Habis urlar ise hızla büyürler. Etraflarında kapsülleri yoktur. Selim ur habisleştiğinde etrafındaki kapsül yırtılır. Büyümeleri aşırı olduğundan etrâfındaki kan damarları beslenmesinde kifâyetsiz gelir. Bu yüzden tümör içinde birçok doku ölümleri olur fakat hücre kaybından çok daha hızlı tempoda hücre çoğalması olduğu için hacimleri azalmaz. Sık olarak kanamalar meydana gelir. Habis hücreler tek tek veya gruplar hâlinde kan, lenf, vücudun tabiî boşlukları ve komşuluk yoluyla yayılarak metastaz denen yeni tümörler meydana getirirler. Hücreleri istilâ ederek çoğalmalarını sürdürürler.

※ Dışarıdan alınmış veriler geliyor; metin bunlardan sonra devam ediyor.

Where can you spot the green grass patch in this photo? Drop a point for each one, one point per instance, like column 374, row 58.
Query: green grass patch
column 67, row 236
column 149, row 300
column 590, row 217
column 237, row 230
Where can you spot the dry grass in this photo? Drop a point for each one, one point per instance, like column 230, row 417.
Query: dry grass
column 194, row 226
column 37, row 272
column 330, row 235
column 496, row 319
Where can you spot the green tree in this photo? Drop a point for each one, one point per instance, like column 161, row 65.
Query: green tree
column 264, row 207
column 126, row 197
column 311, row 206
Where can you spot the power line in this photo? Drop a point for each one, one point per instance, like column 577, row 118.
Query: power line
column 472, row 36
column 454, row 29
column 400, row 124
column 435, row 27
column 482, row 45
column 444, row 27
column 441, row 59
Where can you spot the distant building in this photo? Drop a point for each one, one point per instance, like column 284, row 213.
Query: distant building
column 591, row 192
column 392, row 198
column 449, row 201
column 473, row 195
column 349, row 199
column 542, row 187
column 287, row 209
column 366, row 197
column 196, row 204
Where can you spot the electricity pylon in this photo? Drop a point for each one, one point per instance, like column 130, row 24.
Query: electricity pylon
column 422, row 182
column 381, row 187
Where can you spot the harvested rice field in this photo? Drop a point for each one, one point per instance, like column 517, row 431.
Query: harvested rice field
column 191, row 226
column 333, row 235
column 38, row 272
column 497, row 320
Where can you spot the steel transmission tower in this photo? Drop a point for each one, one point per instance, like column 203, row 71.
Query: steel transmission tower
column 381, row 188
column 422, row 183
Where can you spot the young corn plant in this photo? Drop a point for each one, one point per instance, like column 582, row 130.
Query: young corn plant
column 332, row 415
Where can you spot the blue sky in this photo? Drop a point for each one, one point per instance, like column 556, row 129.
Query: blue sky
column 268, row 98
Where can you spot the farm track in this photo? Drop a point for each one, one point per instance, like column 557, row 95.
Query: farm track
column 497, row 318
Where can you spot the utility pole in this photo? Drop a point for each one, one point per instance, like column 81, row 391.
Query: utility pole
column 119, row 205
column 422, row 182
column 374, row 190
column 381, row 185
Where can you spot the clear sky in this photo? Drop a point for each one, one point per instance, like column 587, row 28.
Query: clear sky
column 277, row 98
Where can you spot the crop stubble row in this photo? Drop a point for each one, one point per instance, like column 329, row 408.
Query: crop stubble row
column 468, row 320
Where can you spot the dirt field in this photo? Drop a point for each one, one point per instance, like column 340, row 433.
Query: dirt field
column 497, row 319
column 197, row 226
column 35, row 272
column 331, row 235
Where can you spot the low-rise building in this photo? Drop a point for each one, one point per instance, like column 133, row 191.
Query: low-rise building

Mikroskobik olarak, tümörler, olgunlaşmamış hücrelerden meydana gelmiştir. Hatta tümörün hangi dokudan çıktığı, hangi hücreleri taklit ettiğini söylemek güçtür. Hücrelerin çapı, biçim ve boyanış şekilleri birbirine benzemez. Buna pleomorfizm denir. Çekirdekle sitoplazma arasındaki nispet bozulmuştur. Hücrelerin birbirleriyle irtibatı kaybolmuştur. Cerrâhî olarak çıkarıldıklarında çoğunlukla nüksederler (yeniden çoğalırlar). (Bkz. Kanser)

Dünyâ Sağlık Teşkilâtı tarafından her tümör için ayrı bir kod sayısı tespit edilmesiyle, enternasyonal bir kodlamayla istatistikler hazırlanabilmekte; tümörlerin coğrafî ve ırklara göre dağılımı, çevre şartları, beslenme ve kötü alışkanlıklarla ilgisi tespit edilmektedir.